At Philips, we’ve been talking a lot lately about social determinants of health. For comprehensive population health management to succeed, these factors need to be addressed as impacts on patient engagement, care plans and adherence, personalized preventive care and of course outcomes and costs.

 

Consensus is building on identifying high-priority determinants and acting upon them to bridge clinical care with community services - simply understanding where the gaps are and how to fill them -  and I invite you to read a recent white paper on the topic detailing progress and goals encompassing public-private ventures, initial case studies and the role of healthcare information technology.

 

And while we are not yet at a tipping point, we are moving from theory to tangibility.

U.S. model set to launch
 

This process should be significantly aided and informed by a national model set to begin in May through the CMS Innovation Center (CMMI), and we are particularly excited that a longtime Philips Wellcentive customer has been selected to participate.

 

The Accountable Health Communities Model is focusing on housing instability, food insecurity (the topic of a Philips case study in the white paper), utility needs, interpersonal violence and transportation needs as the factors to address, overcome and bridge into the success of clinical care for Medicare and Medicaid beneficiaries.

 

Thirty-two organizations have been selected to participate, covering 23 states and encompassing 193 counties.

 

These organizations are diverse, which is the point in understanding and tackling the importance of social determinants of health.
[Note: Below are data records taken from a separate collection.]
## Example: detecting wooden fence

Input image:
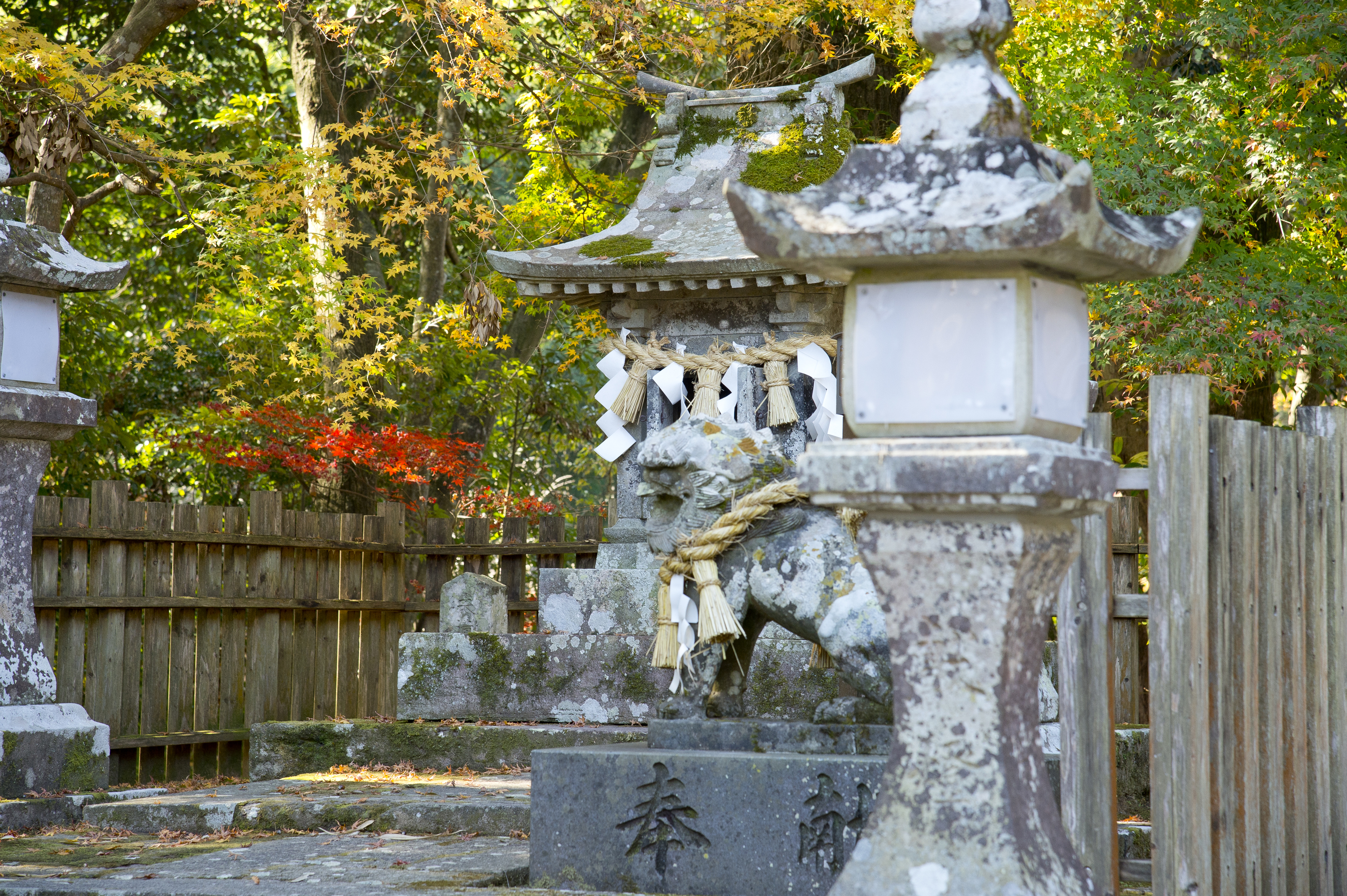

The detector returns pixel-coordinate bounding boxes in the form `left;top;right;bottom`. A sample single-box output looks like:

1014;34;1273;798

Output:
32;482;601;782
1057;375;1347;896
They include health systems, governmental health departments, research organizations, ground-level community service organizations, universities and hospitals.

 

This is a five-year, $157 million undertaking, and it’s been established with equal parts science and common sense to build community-based yet far-reaching results. Science? CMMI looked at areas where ER utilization was above the national average, for example, in assessing impactful participants. Common sense? Applicants were asked to explain existing partnerships that could saturate communities. In one example, a participating foundation noted its relationship with a redevelopment committee itself involved with 50 businesses and community organizations in one city.

 

This is the kind of collaboration a population health management mindset can bring.
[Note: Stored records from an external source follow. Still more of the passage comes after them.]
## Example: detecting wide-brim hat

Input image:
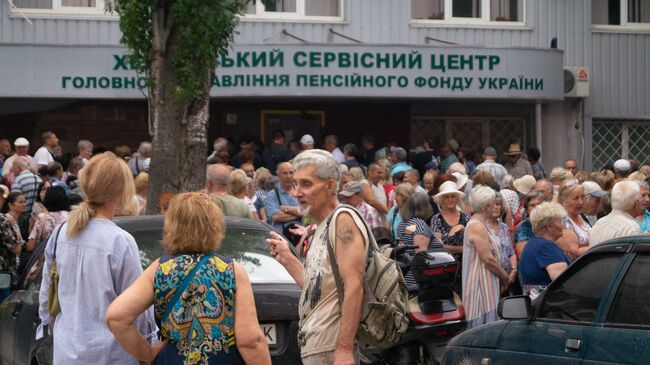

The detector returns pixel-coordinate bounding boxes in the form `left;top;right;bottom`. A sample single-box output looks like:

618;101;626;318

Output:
451;172;469;189
433;181;465;204
504;143;521;155
512;175;537;195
Customer participation and health IT
 

Again, we are very excited to support a customer in this program. CHRISTUS Health Santa Rosa, in San Antonio, Texas, a multispecialty and hospital network, is part of the international CHRISTUS Health system reaching into Mexico and Chile. CHRISTUS Santa Rosa will focus on linking high-risk beneficiaries with community services and pursuing the closure of related gaps or barriers to clinical care.

 

From a health IT standpoint, the goals for end-to-end PHM solutions are creating and maintaining patient registries, data management via documentation and tracking, identifying care management gaps and tracking referral loops. Adding social determinants data can enhance a scalable and mobile longitudinal patient record.

 

Overall, this program seeks to screen beneficiaries for social determinant needs, identify available services and connect them. The important last step for community services and healthcare delivery organizations is to align them through data builds and relationships that will be lasting.

Toward global best practices
 

These tenets and goals are themselves not new, as they line up with addressing social determinants and global health inequities as historically envisioned and acted upon by the World Health Organization, for example, often in countries without large infrastructure and financial resources.

 

Domestically in the United States, we are catching up by realizing that value-based care can and should mean many things, especially in the holistic realms of chronic care, prevention and sustainability. It’s a matter of pursuing continuous healthcare versus sick care.

 

We will be watching this new program closely as it adds to the body of knowledge Philips utilizes in its pursuit of population health management on a global scale.